Ab initio electronic density in solids by many-body plane-wave auxiliary-field quantum Monte Carlo calculations

TL;DR

This paper demonstrates the use of ab initio auxiliary-field quantum Monte Carlo in a plane-wave basis to accurately compute electronic densities in solids, enabling advanced analysis of correlation functions and thermodynamic properties.

Contribution

It introduces a novel implementation of AFQMC for calculating electronic densities and correlation functions in solids within a plane-wave framework, including back-propagation techniques.

Findings

Accurate electronic densities for Si, NaCl, and Cu.

Analysis of finite supercell size effects on densities.

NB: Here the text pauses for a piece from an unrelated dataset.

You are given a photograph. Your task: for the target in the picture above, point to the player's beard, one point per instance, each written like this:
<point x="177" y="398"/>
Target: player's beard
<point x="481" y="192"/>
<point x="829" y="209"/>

Benchmarking of density functionals against near-exact AFQMC results.

Abstract

We present accurate many-body results of the electronic densities in several solid materials, including Si, NaCl, and Cu. These results are obtained using the ab initio auxiliary-field quantum Monte Carlo (AFQMC) method working in a plane-wave basis with norm-conserving, multiple-projector pseudopotentials. AFQMC has been shown to be an excellent many-body total energy method. Computation of observables and correlation functions other than the ground-state energy requires back-propagation, whose adaption and implementation in the plane-wave basis AFQMC framework are discussed in the present paper. This development allows us to compute correlation functions, electronic densities and interatomic forces, paving the way for geometry optimizations and calculations of thermodynamic properties in solids. Finite supercell size effects are considerably more subtle in the many-body framework than in independent-electron calculations. We analyze the convergence of the electronic density, and obtain best estimates for the thermodynamic limit. The densities from several typical density functionals are benchmarked against our near-exact results. The electronic densities we have obtained can also be used to help construct improved density functionals.